Are ordering guarantees in Google pubsub enforced upon on acknowledgement or upon arrival?


I have a subscription with ordering enabled and I am setting an ordering key when enqueuing messages on a topic. In practice I see very little evidence of subscriber affinity in the logs. This does not technically violate the specification as subscriber affinity on an ordering key is best effort, but not guaranteed.

What I do however need to guarantee is strict ordering, to avoid lock contention in my database when persisting data read from an ordered subscription. There is a one-to-one correlation between ordering keys and database locks. For a given ordering key I do not want to read the next message until the previous one has been explicitly acknowledged, regardless of which subscriber consumes the next message. This way despite having an ordered subscription shared by many subscribers, and messages with the same ordering key consumed by different subscribers, I will still avoid lock contention in the database, which is currently a very real problem in production.

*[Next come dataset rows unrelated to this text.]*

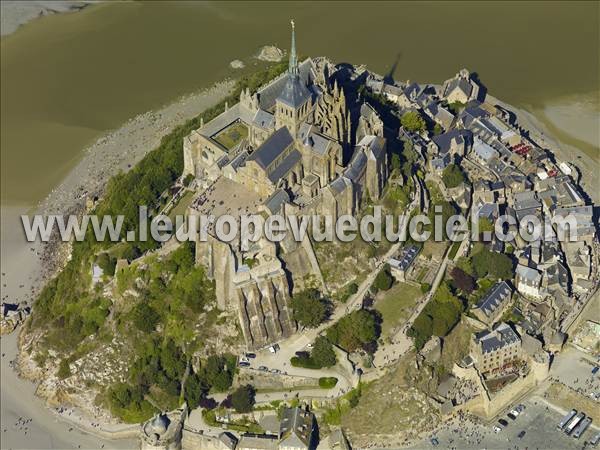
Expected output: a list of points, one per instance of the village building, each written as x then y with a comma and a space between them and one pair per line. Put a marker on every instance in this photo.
493, 303
528, 281
494, 349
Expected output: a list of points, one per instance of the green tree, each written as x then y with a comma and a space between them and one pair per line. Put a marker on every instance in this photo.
496, 265
243, 398
64, 371
396, 162
322, 353
413, 121
383, 280
421, 330
309, 308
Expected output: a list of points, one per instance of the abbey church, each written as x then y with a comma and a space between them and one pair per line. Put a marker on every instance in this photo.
299, 145
294, 135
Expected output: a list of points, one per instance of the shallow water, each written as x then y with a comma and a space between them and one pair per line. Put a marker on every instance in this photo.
68, 78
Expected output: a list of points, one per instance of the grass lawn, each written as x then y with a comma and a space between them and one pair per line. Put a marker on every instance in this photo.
456, 345
232, 135
182, 205
396, 305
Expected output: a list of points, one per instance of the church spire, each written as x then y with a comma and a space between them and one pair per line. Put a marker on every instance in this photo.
293, 67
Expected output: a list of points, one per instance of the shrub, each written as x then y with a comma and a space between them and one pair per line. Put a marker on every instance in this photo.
497, 265
327, 382
310, 308
453, 176
64, 371
145, 318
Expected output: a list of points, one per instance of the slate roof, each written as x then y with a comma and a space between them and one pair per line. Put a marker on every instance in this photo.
357, 166
373, 144
526, 200
483, 150
340, 184
226, 118
269, 150
461, 84
444, 140
440, 113
406, 259
494, 298
528, 275
263, 119
268, 94
489, 211
285, 166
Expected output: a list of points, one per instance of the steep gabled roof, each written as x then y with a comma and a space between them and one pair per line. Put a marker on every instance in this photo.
272, 147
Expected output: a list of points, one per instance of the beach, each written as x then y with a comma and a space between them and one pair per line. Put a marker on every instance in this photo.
25, 265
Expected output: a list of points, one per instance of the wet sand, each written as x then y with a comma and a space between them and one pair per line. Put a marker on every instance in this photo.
26, 265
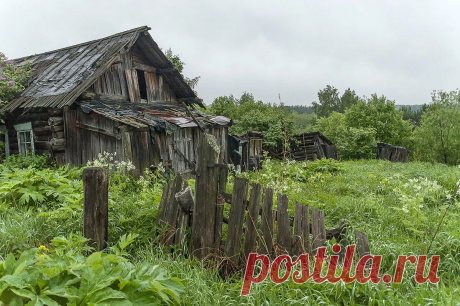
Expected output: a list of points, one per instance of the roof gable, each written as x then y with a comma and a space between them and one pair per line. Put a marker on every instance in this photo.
59, 77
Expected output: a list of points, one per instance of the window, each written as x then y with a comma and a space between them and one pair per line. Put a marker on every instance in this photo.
255, 148
142, 84
25, 138
4, 138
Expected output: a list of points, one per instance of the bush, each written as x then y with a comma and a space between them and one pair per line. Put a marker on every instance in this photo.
61, 275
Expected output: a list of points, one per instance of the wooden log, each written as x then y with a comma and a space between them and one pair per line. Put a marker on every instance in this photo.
42, 130
39, 123
223, 173
362, 244
252, 220
206, 197
186, 203
306, 229
58, 128
41, 145
235, 222
33, 117
96, 206
42, 137
298, 221
164, 202
57, 141
57, 149
55, 121
318, 229
54, 111
266, 225
57, 134
284, 231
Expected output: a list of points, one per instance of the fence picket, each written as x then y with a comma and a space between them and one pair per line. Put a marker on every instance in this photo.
252, 220
236, 219
284, 231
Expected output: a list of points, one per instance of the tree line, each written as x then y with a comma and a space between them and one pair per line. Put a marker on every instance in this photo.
354, 124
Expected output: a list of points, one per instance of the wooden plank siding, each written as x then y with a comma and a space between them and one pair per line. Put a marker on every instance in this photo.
88, 134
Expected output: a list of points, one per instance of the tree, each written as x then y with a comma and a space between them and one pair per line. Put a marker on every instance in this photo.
274, 120
380, 114
437, 139
352, 143
179, 65
330, 101
12, 78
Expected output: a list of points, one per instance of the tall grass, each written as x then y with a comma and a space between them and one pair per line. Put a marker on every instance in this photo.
398, 205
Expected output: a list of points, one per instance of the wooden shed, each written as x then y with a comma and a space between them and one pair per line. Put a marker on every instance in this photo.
245, 151
308, 146
116, 94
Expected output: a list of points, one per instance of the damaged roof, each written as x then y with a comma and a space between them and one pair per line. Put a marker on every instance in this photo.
58, 77
162, 115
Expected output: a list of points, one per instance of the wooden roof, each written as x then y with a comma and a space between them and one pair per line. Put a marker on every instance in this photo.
161, 115
60, 76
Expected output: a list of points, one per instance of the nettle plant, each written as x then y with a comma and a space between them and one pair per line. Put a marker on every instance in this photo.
60, 275
416, 195
107, 160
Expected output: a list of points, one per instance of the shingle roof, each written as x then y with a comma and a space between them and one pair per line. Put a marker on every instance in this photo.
59, 77
160, 115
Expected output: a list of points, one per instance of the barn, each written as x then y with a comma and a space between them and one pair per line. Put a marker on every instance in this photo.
119, 94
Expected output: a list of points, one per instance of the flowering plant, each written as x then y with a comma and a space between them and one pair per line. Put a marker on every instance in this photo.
107, 160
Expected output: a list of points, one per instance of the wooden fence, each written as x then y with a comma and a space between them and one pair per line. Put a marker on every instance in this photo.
253, 224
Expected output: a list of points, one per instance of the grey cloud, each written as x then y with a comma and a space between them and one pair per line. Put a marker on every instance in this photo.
402, 49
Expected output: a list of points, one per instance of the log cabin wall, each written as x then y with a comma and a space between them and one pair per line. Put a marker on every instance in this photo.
132, 78
87, 135
47, 139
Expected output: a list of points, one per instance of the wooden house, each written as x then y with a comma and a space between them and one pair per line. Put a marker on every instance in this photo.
245, 151
119, 94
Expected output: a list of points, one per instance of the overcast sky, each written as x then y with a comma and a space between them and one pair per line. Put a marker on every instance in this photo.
402, 49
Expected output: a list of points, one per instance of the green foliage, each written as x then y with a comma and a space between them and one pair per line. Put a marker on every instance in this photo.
301, 109
393, 203
380, 114
303, 122
275, 121
437, 139
62, 276
412, 115
179, 65
330, 101
358, 143
352, 143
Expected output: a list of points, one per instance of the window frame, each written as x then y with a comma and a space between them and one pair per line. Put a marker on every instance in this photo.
4, 131
24, 128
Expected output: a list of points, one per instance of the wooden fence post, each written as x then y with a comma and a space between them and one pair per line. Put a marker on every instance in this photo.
284, 231
362, 244
252, 220
266, 225
96, 206
318, 229
236, 219
306, 229
206, 196
298, 221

(I should note that in my case I cannot use message attributes for this, because pubsub does not allow dynamic filtering, and the number of nodes with subscribers is dynamically autoscaled and not deterministic. Therefore mapping a message attribute to a subscriber via modulo division is not an option)

I know that I am not the first person to use ordering keys for this purpose: Subscriber affinity with Ordering Key, but without *in-order* delivery

In practice I found subscriber affinity to be rather loose. I can live with this as long as I know that for a given ordering key a new message will not be read, until the previous message has been acknowledged, regardless of which subscriber reads the next message. Is this guaranteed by pubsub???

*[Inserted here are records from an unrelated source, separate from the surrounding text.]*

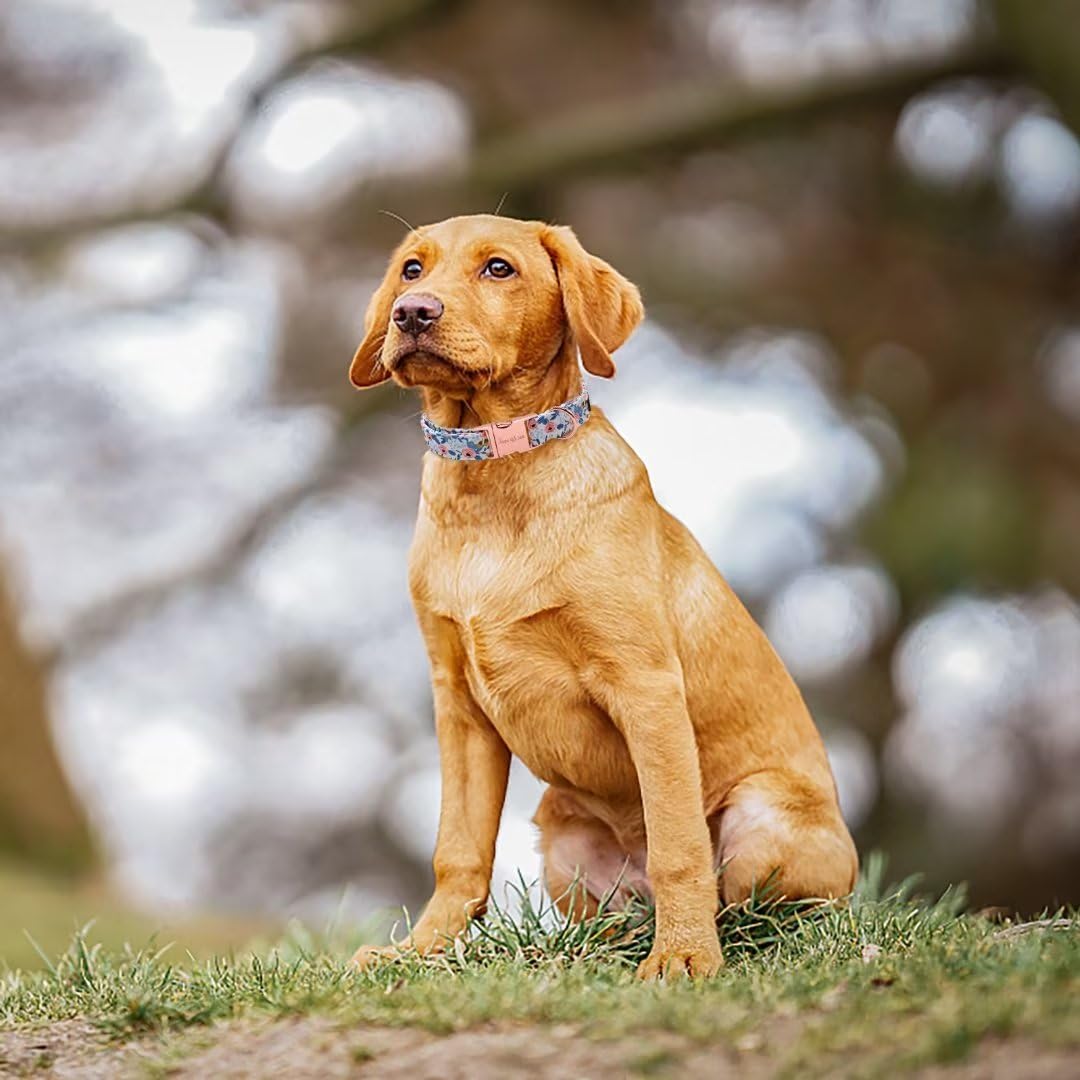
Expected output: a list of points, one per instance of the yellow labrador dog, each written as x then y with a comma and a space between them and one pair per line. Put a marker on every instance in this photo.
570, 620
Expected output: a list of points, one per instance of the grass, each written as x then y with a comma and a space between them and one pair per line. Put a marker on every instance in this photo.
887, 979
40, 913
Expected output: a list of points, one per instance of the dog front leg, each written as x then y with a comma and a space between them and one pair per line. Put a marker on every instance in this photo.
474, 764
649, 709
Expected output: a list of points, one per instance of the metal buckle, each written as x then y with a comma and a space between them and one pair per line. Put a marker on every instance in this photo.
511, 436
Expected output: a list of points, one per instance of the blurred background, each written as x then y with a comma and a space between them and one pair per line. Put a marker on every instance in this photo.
855, 227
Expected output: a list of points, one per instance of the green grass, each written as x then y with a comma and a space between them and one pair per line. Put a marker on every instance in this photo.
40, 913
887, 979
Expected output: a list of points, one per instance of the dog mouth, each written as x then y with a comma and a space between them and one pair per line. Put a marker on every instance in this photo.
418, 364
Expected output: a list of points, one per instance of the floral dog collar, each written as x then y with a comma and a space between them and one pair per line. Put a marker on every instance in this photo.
510, 436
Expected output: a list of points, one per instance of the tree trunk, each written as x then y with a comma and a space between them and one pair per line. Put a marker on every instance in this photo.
40, 819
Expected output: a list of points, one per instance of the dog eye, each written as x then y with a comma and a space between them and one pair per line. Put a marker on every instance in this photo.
498, 268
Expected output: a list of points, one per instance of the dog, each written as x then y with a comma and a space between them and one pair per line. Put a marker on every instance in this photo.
571, 621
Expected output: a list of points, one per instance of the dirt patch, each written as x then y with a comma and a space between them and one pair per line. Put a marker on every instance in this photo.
1012, 1058
321, 1049
69, 1049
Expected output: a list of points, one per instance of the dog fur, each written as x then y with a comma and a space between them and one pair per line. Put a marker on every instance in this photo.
570, 620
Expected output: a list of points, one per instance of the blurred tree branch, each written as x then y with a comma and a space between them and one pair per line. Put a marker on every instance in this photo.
1044, 37
39, 817
613, 136
692, 117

If "message1" and "message2" are enqueued in that order and have the same ordering key, on an ordered subscription, "message2" cannot be read until "message1" has been read, but can be "message2" be read before "message1" has been acknowledged???


Solution

  • The ordering guarantee for Cloud Pub/Sub does not guarantee that an acknowledgement has to be received in order for the next message to be delivered. When using the Cloud Pub/Sub client libraries, the guarantee is that the next message for an ordering key will not be delivered to the user-specified callback until the callback completes for the previous message. If you always acknowledge your messages within the callback, then this effectively means that you are guaranteeing the next message will not be delivered until the previous is acked. However, if you acknowledge asynchronously, the next message could be delivered to your callback without the previous one having been acknowledged.

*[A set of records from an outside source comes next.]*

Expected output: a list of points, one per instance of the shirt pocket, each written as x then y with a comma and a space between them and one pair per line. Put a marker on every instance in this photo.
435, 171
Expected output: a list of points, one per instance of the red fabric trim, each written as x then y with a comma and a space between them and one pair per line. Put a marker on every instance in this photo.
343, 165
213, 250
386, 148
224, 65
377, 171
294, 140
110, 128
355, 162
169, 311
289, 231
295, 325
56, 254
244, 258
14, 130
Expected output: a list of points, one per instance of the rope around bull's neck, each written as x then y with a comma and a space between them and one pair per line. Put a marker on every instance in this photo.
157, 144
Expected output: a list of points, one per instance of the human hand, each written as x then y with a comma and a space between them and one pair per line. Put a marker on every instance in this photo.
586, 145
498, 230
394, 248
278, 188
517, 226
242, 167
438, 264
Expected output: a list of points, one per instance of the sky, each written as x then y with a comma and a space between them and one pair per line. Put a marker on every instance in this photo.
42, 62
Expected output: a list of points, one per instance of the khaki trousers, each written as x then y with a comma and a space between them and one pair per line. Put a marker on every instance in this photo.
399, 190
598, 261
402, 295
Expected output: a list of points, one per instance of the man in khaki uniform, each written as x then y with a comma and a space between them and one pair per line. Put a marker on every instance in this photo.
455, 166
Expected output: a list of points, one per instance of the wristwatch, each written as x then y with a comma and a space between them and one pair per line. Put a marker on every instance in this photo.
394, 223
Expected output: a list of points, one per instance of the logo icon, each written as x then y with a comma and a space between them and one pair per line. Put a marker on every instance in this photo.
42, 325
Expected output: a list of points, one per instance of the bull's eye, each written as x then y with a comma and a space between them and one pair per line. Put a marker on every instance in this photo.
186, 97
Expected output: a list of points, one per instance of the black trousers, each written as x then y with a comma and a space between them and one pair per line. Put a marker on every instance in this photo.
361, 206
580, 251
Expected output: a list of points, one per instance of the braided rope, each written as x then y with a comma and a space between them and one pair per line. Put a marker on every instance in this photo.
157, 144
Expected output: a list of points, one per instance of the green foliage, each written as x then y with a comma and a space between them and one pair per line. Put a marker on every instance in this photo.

    In general, these deliveries will happen to the same subscriber. It should not be possible for a different subscriber to receive a subsequent message if a previous one has not been acknowledged. However, keep in mind that Cloud Pub/Sub has at-least-once delivery semantics and ack deadlines are managed with best effort. Therefore, if you have "message1" and "message2" for the same ordering key and "subscriberA" and "subscriberB" to receive them, it is possible that "subscriberA" could receive "message1" and then "subscriberB" could also receive "message1" before "subscriberA" has acknowledged it. If you need tighter guarantees around ack deadlines, then you should use the exactly once feature in conjunction with message ordering.

    The gcloud tool is not going to be a good way to test affinity. Affinity only applies when using streaming pull, which gcloud does not. When using gcloud, any pull request is going to get messages for any ordering key, as there is no identifiable information for each request to distinguish it as coming from a particular subscriber.

    Note that the blog post announcing ordering keys states specifically:

    Affinity: If there are messages with an ordering key outstanding to a streaming pull subscriber, then additional messages that are delivered are sent to that same subscriber. If no messages are currently outstanding for an ordering key, the service delivers messages to the last subscriber to receive messages for that key on a best-effort basis.

    The official Pub/Sub client libraries use streaming pull and should therefore have more observable affinity.